Les dirigeants militaires et politiques israéliens débattent activement de la faisabilité et de la nécessité stratégique d'une occupation potentielle à long terme du Sud-Liban jusqu'au fleuve Litani, selon des analyses et déclarations officielles récentes. Ces discussions ont lieu dans un contexte d'échanges de tirs transfrontaliers soutenus et de haute intensité avec le groupe militant libanais Hezbollah, qui se sont intensifiés depuis le début du conflit à Gaza en octobre 2023.

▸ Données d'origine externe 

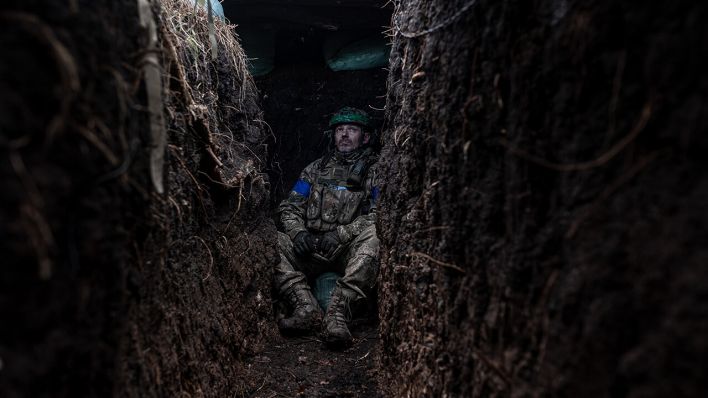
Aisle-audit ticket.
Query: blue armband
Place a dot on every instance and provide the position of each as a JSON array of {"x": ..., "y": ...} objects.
[{"x": 302, "y": 187}]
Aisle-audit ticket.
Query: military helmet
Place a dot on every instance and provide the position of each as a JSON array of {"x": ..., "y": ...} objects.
[{"x": 350, "y": 115}]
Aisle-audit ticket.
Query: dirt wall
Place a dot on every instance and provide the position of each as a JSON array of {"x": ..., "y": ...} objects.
[
  {"x": 544, "y": 211},
  {"x": 109, "y": 287}
]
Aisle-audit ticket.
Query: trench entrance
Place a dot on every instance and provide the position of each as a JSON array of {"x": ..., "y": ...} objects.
[{"x": 308, "y": 61}]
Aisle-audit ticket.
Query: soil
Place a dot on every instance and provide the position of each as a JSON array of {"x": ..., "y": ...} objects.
[
  {"x": 544, "y": 210},
  {"x": 304, "y": 367},
  {"x": 109, "y": 287}
]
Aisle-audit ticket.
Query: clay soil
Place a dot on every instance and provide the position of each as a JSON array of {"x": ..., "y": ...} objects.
[{"x": 303, "y": 367}]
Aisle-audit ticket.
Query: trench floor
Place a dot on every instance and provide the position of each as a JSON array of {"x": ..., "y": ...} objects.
[{"x": 304, "y": 367}]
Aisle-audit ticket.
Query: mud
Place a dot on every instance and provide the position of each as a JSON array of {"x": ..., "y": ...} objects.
[
  {"x": 303, "y": 367},
  {"x": 109, "y": 288},
  {"x": 544, "y": 207}
]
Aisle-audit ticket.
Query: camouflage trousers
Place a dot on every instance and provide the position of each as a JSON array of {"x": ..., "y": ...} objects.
[{"x": 357, "y": 261}]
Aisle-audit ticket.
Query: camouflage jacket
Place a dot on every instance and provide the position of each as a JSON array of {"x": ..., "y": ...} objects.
[{"x": 336, "y": 192}]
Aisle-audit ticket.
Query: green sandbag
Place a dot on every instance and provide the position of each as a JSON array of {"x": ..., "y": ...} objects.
[
  {"x": 342, "y": 52},
  {"x": 259, "y": 46}
]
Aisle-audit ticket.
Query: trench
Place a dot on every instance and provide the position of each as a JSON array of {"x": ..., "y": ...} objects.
[
  {"x": 298, "y": 95},
  {"x": 542, "y": 215}
]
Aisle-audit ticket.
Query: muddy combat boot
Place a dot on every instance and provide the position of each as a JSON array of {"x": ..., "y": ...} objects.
[
  {"x": 336, "y": 333},
  {"x": 306, "y": 315}
]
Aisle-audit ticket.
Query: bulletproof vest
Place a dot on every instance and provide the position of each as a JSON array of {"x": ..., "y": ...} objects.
[{"x": 338, "y": 194}]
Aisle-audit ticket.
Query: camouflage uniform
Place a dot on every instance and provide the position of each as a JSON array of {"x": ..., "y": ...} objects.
[{"x": 332, "y": 194}]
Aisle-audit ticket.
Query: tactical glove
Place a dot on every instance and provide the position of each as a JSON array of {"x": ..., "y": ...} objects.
[
  {"x": 330, "y": 242},
  {"x": 303, "y": 243}
]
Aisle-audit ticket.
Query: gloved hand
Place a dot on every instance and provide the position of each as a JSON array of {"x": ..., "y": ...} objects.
[
  {"x": 329, "y": 243},
  {"x": 303, "y": 243}
]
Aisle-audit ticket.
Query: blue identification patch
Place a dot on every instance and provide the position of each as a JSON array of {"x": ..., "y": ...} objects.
[{"x": 302, "y": 187}]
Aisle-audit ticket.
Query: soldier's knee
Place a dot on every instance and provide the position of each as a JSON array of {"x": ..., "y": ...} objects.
[{"x": 284, "y": 241}]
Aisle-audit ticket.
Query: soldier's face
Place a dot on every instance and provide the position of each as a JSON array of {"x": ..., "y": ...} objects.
[{"x": 348, "y": 137}]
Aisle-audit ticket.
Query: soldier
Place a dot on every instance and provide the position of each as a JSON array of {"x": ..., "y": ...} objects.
[{"x": 329, "y": 225}]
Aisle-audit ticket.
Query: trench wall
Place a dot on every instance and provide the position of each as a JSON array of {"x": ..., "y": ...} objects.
[
  {"x": 108, "y": 287},
  {"x": 545, "y": 200}
]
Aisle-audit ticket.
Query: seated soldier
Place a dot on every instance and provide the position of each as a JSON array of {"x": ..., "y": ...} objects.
[{"x": 329, "y": 224}]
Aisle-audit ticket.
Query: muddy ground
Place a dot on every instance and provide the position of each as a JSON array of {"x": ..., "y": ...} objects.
[
  {"x": 303, "y": 367},
  {"x": 544, "y": 213},
  {"x": 110, "y": 287}
]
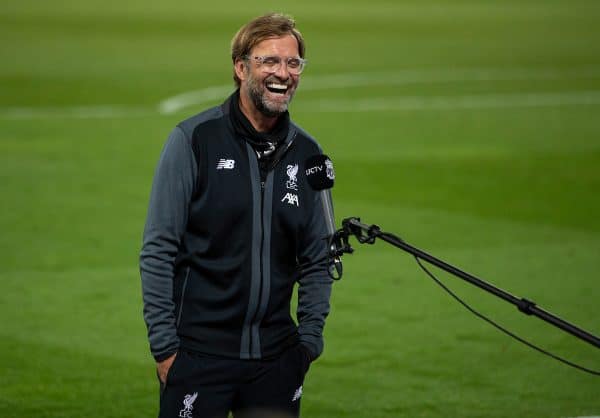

Le ministre israélien de la Défense, Yoav Gallant, a déclaré début 2026 qu'Israël préférait une solution diplomatique mais se préparait à "toutes les possibilités". Des évaluations militaires citées dans les médias israéliens suggèrent que si l'armée israélienne (IDF) possède la capacité de lancer une opération terrestre majeure, une occupation prolongée serait militairement difficile et consommatrice de ressources. L'IDF a mené des simulations et des entraînements approfondis pour un tel scénario.
L'objectif stratégique cité par les responsables israéliens est de repousser les forces du Hezbollah au nord du fleuve Litani, comme le mandat la résolution 1701 du Conseil de sécurité de l'ONU, qui a mis fin à la guerre du Liban de 2006. Cependant, la réalisation de cet objectif par une incursion temporaire plutôt que par une occupation soutenue reste un point de discorde. Les experts notent que toute opération de grande envergure entraînerait probablement des pertes importantes des deux côtés et une escalade régionale.
La pression internationale, notamment des États-Unis, continue de plaider en faveur d'une résolution diplomatique pour éviter une guerre totale. En mars 2026, aucune décision d'invasion terrestre n'a été prise, les actions d'Israël étant actuellement concentrées sur des frappes aériennes et des tirs d'artillerie ciblant les infrastructures du Hezbollah dans le sud du Liban.